A group of us were sitting around this morning, discussing our parents getting old, some of the problems that caused, and how we can alleviate them.
Loneliness is one problem.
Many of our parents had lost a partner, lost many of their close friends. Or their friends have moved away. For us, a friend moving, say, two suburbs away isn’t much, but when you have limited mobility it becomes a major problem.
Many older people lack mobility. They can’t walk as far, or as fast, due to problems with hips or knees or their back. Many of them can’t drive any more due to vision problems.
Lack of mobility makes you housebound. It becomes harder to go out and do things, which makes it harder to talk to people, which in turn ends up making you lonelier. It becomes a vicious circle.
This is not just old people, by the way. It impacts everyone. It just happens that we were discussing old people, our experiences, and some of the problems.
A lot of the things we could do to make lives better for our elderly parents took place during working hours. Exercise classes, craft sessions, friends getting together. Which we couldn’t get to, because we were working.

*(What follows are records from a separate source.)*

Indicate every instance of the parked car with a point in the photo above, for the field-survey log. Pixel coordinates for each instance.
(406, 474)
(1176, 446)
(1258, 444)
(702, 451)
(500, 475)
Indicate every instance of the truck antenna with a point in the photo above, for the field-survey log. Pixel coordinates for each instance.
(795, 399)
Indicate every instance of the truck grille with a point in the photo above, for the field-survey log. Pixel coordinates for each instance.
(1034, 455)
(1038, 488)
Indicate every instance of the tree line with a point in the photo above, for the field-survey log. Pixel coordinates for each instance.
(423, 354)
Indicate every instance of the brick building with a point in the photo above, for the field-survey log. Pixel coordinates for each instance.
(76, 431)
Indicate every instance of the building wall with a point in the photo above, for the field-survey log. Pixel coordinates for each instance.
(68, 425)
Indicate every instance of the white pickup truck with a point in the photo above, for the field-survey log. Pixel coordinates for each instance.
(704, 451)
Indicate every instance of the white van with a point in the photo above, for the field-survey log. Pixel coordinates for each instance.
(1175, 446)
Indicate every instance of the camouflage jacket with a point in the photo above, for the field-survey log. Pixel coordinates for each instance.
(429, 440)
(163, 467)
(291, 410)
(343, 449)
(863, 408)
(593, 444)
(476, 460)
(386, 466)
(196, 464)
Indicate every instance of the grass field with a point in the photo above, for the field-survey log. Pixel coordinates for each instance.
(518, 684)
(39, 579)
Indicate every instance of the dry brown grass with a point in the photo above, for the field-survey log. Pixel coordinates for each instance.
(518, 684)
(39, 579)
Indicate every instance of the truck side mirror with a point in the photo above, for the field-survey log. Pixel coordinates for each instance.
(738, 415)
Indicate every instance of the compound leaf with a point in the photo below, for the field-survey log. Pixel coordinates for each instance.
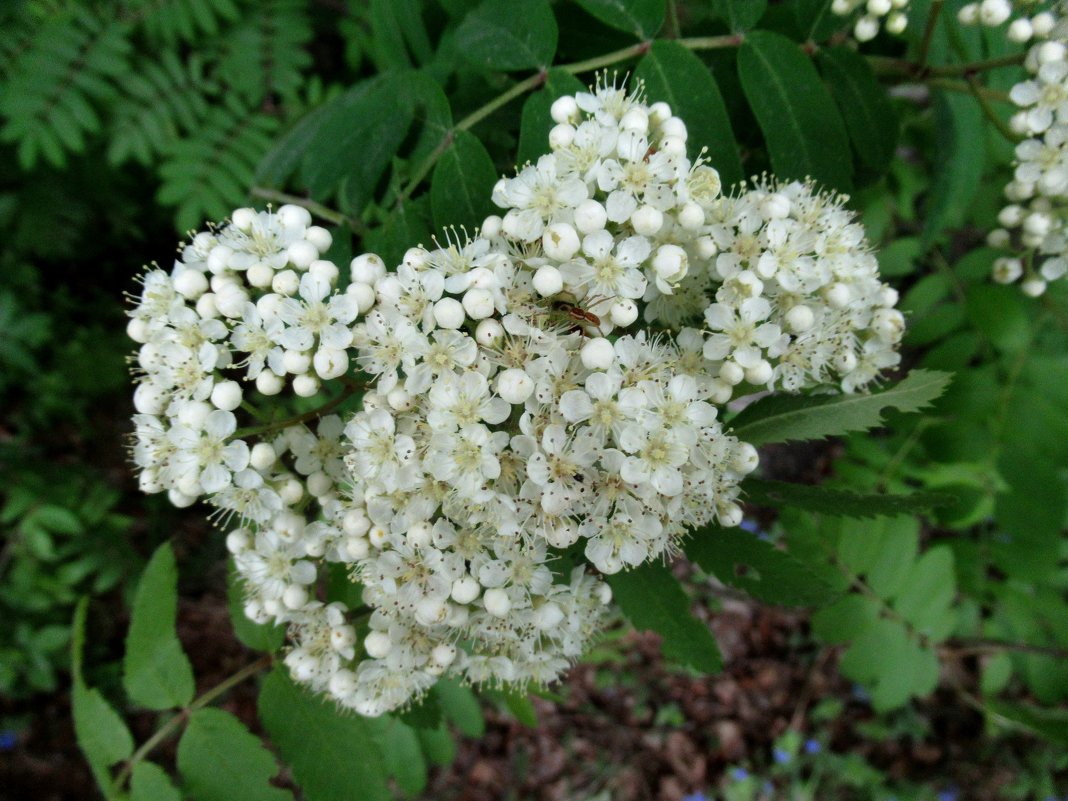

We talked about how not being able to give our parents their freedom made us feel helpless.
Giving up your job, your life, to look after a parent is sometimes the only thing you can do. But most of the time, that’s not optimal. There’s the money aspect, of course, but there’s also the dignity, the freedom for the older person. They don’t want to be reliant on you. (Or our parents didn’t, anyway.) They want their own life, but they want it to be happy and fulfilled.
They certainly don’t want to have to rely on someone else.
It’s one reason I can’t wait for self-driving cars.
Seven years before Mum died she lived in a small country town which had a post-office/shop and that was it. Even the local pub, which used to be open Friday and Saturday nights, had closed down. She drove 100 kilometres for groceries, and she was losing her sight. So we moved her across the state (a move of 400km) to be closer to her family.
If we’d had self-driving cars, she could have stayed in her own home longer.
Mum left most of her friends behind when she moved, and while her new town had family, with her limited visibility it was still hard to go out and do things on her own. She had to wait until one of her children was available to take her shopping. There were exercise sessions she was encouraged to go to, but she had to take a taxi to get there. She couldn’t go to places like craft classes, because most of them were in working hours.
She was tied to our schedule, not her own.
If we’d had self-driving cars she could have gone where she wanted to, when she wanted to. It would have given her back mobility, which would have given her back her freedom.
That’s no small thing.
(Mum moved into an aged care facility six months before she died. She loved it. There were people around to talk to. They ran classes. They had concerts, and excursions. She could do things again.)